Echoing the description in the media of the riots as “demonstrations”, it referred to the fact 40 more were scheduled for Wednesday and more for the weekend. But after pointing this alarming situation out, it proposed no practical mobilisation. It offered instead the fob-off line, “We ask all our branch committees to contact local mosques, refugee centres and to offer our union’s support.”
The press release, co-signed by CWU General Secretary Dave Ward and Head of Equality Kate Hudson blustered, “It is the job of trade unionists to deliver for workers and act as pillars of the community in bringing people together. The aims of the union and the labour movement are compromised and weakened if the agenda of race war beats the fight for workers unity.”
The reference to “workers unity” is an insult to every postal worker. All Ward has delivered is the restructuring agenda of Royal Mail, with the CWU acting in unity with company executives and major shareholders based upon the sellout deal last July to end the national strike ripping up terms and conditions and establishing an Amazon benchmark of exploitation. The CWU apparatus has overseen the roll out of a two-tier workforce with new entrants on inferior pay and terms. CWU officials electioneered for Labour, which has greenlighted the takeover bid of Royal Mail (and parent company IDS) by private equity firm EP Group while it has been in closed door talks with billionaire owner Daniel Kretinsky.

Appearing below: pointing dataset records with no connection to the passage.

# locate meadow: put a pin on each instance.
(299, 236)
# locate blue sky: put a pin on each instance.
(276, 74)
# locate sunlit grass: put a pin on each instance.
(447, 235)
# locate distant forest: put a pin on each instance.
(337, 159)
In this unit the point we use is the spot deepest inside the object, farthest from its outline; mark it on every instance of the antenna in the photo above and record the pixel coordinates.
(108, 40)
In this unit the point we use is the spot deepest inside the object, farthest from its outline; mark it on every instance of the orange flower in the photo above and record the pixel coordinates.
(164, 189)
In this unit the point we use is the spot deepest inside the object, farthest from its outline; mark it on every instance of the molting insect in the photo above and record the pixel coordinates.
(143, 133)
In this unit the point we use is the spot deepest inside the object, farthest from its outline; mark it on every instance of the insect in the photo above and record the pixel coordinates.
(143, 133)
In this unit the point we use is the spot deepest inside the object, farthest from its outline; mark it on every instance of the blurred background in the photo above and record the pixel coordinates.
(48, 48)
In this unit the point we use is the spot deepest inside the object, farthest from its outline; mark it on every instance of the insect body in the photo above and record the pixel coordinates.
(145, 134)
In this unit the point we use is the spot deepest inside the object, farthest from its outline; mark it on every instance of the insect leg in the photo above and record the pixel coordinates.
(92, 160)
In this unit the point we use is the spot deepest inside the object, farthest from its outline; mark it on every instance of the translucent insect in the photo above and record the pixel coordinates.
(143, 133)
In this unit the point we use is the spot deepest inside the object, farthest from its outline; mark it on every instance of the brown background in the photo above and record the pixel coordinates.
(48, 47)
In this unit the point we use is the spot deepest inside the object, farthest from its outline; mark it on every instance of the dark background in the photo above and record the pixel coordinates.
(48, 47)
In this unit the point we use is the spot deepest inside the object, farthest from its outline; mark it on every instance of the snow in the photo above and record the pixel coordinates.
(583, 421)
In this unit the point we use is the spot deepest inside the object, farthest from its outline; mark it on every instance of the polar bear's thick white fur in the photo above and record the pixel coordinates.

No fight for the unity of the working class against the stirring up of racial and national divisions can be entrusted to any section of the union bureaucracy, which is wedded to big business and its main political representative in the most right-wing government in history.

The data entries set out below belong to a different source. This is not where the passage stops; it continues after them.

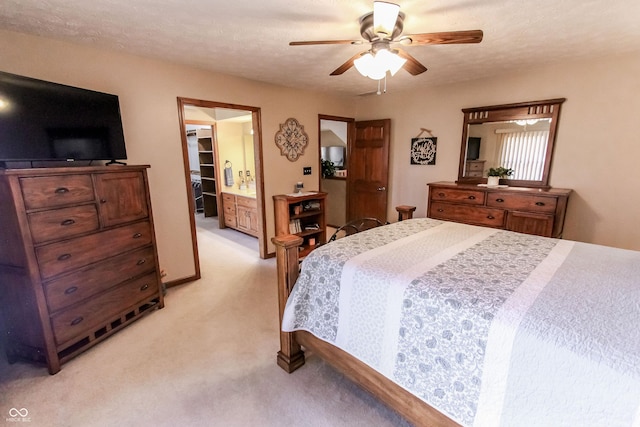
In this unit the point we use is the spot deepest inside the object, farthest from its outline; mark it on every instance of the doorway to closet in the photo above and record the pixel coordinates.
(220, 141)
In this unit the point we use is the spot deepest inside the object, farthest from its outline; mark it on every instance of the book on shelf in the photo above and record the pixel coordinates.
(294, 226)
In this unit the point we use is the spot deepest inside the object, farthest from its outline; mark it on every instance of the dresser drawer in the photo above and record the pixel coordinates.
(51, 191)
(470, 197)
(86, 282)
(468, 214)
(516, 202)
(79, 320)
(56, 258)
(247, 202)
(62, 223)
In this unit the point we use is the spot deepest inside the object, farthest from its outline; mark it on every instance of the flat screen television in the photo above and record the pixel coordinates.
(473, 148)
(45, 121)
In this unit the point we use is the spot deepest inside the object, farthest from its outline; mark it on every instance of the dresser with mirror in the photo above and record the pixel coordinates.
(519, 137)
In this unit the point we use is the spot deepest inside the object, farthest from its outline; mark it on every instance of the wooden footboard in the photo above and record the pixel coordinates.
(291, 357)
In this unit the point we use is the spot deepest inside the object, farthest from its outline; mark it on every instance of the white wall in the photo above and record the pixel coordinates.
(597, 147)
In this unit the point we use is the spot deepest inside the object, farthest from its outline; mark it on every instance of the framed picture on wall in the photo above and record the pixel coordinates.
(423, 151)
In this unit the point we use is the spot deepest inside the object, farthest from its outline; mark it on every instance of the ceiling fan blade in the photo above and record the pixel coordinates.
(344, 67)
(309, 43)
(447, 37)
(413, 66)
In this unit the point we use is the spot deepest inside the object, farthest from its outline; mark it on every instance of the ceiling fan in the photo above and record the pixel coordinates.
(382, 28)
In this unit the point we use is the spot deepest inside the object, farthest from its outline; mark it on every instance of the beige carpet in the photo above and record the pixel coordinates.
(206, 359)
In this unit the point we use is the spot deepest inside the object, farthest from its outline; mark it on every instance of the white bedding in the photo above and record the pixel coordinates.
(489, 327)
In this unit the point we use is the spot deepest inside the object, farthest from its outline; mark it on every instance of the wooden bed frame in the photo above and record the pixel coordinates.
(291, 356)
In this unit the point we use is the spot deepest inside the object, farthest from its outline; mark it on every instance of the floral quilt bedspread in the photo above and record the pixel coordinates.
(490, 327)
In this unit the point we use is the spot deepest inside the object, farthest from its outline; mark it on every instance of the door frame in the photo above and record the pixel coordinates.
(258, 160)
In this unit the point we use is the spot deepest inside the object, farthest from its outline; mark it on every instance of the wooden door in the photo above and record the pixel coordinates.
(368, 174)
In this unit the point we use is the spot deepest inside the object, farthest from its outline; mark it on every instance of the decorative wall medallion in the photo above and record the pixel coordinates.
(292, 139)
(423, 151)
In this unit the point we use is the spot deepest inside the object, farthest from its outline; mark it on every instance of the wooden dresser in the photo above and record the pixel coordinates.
(240, 213)
(78, 259)
(525, 210)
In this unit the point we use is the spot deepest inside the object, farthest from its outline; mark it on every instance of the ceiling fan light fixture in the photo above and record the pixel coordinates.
(376, 66)
(385, 15)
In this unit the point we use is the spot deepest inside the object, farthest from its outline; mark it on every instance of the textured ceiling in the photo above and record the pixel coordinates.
(250, 38)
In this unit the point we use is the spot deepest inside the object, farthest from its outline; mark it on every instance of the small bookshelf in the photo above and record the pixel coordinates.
(302, 215)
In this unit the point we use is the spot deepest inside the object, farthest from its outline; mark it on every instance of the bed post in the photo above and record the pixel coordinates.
(290, 356)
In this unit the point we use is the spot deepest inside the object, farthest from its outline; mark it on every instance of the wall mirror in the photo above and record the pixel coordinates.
(515, 136)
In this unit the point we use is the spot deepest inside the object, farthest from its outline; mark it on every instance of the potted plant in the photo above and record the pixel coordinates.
(496, 173)
(328, 168)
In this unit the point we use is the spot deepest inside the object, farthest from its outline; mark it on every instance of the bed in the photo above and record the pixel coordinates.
(452, 324)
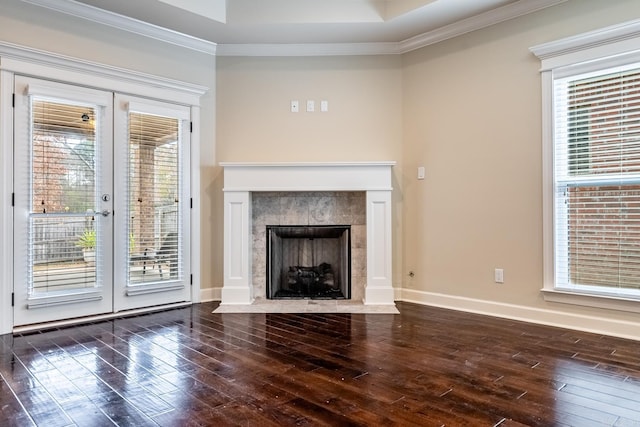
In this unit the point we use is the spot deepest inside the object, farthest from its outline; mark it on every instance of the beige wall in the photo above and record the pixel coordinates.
(254, 122)
(472, 118)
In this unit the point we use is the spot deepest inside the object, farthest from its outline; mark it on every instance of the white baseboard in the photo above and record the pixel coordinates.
(211, 294)
(594, 324)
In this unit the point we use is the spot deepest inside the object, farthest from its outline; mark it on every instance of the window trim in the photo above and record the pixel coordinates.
(604, 48)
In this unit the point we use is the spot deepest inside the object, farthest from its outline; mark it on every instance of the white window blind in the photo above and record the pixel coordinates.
(597, 181)
(62, 228)
(154, 194)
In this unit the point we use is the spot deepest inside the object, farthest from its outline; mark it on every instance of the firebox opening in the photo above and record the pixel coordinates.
(309, 262)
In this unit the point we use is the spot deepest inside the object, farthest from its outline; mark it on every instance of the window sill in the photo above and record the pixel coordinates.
(610, 302)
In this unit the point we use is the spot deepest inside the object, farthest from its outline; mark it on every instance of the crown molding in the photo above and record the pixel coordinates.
(308, 49)
(593, 39)
(483, 20)
(101, 16)
(504, 13)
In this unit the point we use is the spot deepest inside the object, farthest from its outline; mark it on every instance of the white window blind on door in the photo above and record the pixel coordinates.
(62, 228)
(597, 181)
(156, 197)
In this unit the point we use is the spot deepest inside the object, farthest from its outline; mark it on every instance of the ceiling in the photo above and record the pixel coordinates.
(299, 22)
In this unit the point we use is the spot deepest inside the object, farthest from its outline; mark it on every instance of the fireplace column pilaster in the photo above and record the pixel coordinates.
(237, 287)
(379, 287)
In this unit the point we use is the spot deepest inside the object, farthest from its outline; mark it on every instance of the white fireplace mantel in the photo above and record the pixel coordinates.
(241, 179)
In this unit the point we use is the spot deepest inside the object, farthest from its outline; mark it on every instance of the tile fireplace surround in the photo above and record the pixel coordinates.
(244, 283)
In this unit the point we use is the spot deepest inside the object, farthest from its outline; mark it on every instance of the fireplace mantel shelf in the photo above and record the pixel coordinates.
(308, 176)
(242, 178)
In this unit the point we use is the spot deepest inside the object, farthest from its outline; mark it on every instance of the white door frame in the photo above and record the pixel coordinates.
(21, 60)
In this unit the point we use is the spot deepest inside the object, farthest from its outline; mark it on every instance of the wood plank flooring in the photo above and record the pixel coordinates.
(425, 366)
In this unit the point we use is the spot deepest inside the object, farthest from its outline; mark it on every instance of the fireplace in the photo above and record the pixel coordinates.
(308, 262)
(287, 186)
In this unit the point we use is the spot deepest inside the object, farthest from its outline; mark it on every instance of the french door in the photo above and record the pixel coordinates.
(100, 210)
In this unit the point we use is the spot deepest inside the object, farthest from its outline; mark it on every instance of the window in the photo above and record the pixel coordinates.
(591, 146)
(597, 181)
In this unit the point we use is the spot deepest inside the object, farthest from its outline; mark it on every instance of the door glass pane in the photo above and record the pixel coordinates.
(154, 189)
(62, 227)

Pro-forma statements issued from on high only pre-empt what is required—an intervention by the working class—disarming those who want to fight and blocking any struggle against capitalism that would offer a mechanism for addressing the social grievances exploited by the far-right and genuinely fighting for class unity.
The defence of refugees and the right to asylum must be fought for as a matter of class principle as part of a broader mobilisation of rank-and-file workers against the drive to war and militarism which is dependent on a clampdown on the democratic and social rights of the working class and the creation of a toxic political environment.
As the Socialist Equality Party statement, “Britain’s far-right riots: The class issues” explains:
“It is the duty of the working class to come to the defence of immigrants and asylum-seekers, including protecting mosques and migrant hostels from attack. But this cannot be pursued in isolation from the necessary political struggle against the root cause of this malignant social development.
“This week’s riots have not come from nowhere. The growth of fascist and far-right tendencies are a concentrated expression of imperialist politics and capitalist decay. The ruling elites are promoting extreme nationalism and xenophobia to divert explosive social tensions in a right-wing, anti-immigrant direction, to further Britain’s predatory imperialist wars and to prosecute war against the democratic and social rights of the working class...
“The Socialist Equality Party and our sister parties in the International Committee of the Fourth International are fighting for the development of an international anti-war movement, uniting all sections of the working class against war, austerity and fascism, in the worldwide struggle for socialism. That is the answer the working class must give to the far-right danger.”